What Green Dot gets at is that it's easy to sleepwalk into an all-consuming relationship, for your body to go slack in the tide. What's much harder is to choose, and then build, a life from your own vision. "I saw him as a circuit breaker; something that could put my big, unmeetable desires on pause."
While Gray was adamant on writing a devastating affair novel, it was important for the book to be funny. "I don't really like to read anything that isn't funny." This was necessary, in part, since Gray wrote Green Dot during a universal low moment. She was living alone under lockdown, the Inner West bookshop she worked at was unionising, and she was deep in the weeds of her PhD on autobiographical women's literary theory, which she is completing remotely from The University of Manchester. "I really wrote to just giggle at myself as a little companion."
And so, between all the existential observations on love, work, shame, and goodness, humour floods through Green Dot. Its thorniest moments are alleviated by the absurdities that come with being sad: sushi without soy sauce, your married lover naming his newborn Maisie, not knowing you suggested it as a facetious reference to Henry James. The rest of the joy is uncomplicated, as simple as bottles of cheap rosé shared with friends on a balcony to the soundtrack of Caroline Polachek or the ritual of jar pasta sauce and cheap ravioli eaten with your dad.

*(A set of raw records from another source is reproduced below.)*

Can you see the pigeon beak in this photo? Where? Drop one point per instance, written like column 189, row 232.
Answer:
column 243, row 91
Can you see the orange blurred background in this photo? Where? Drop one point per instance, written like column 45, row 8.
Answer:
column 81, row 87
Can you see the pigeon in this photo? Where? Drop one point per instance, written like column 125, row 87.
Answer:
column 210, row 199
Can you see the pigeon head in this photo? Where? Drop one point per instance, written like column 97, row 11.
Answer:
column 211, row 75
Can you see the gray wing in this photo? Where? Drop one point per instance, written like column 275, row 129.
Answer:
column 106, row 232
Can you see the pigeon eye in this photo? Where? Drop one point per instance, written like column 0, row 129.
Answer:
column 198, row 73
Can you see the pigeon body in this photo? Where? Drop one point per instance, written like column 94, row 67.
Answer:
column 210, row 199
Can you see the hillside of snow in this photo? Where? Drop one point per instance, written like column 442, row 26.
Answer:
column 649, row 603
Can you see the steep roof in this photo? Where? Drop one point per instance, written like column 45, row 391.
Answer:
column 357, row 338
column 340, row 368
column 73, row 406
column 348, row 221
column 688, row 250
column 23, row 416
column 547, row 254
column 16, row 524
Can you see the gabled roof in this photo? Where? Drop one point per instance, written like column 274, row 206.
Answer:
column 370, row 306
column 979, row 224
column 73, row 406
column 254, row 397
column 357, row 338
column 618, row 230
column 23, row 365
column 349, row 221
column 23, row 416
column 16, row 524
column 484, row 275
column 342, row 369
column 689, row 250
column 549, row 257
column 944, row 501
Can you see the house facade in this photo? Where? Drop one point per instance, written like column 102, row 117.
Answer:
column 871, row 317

Before she wrote Green Dot, Gray had established herself as an academic and art critic. Her Oxford Master's thesis was somewhat inspired by Sally Rooney. "I'm such a normie for saying this," she prefaces, "but I was really hungover one day and went to the bookshop and picked up Conversations with Friends and I read it in a day. Then I was reading all these books around that had queer protagonists who were dissatisfied with late stage capitalism – which I know sounds boring now, but at the time that was a fresh idea." Through her research, Gray also explores the way contemporary feminism has been co-opted by white women to carry out their own aims.
Gray's Master's thesis, compounded with her arts criticism and the research for her PhD meant that in a way, the author was "preparing for this book for a long time".
"I just wanted to use all of those ideas through the voice of a protagonist who is weird and funny and strange."
Now, Green Dot has been picked up by publishers in the UK and the US, which put Gray in the rare position of getting to select who the book was published with. (The author tells me a deciding factor for the book's home in the US was how favourably they felt about the word "cunt".)
"I'm very well aware that this is not the normal journey. I worked in a bookstore for a long time. I know how hard it is to be a debut author and books that are so good just fall away into obscurity. Obviously nobody likes the 'I feel so grateful line' but I do feel very grateful."
As for what's next? Well the author is tossing up two ideas. Either way, she promises the next book is going to be "a lot gayer". If there's one thing Gray knows how to do, it's threaten us with a good time.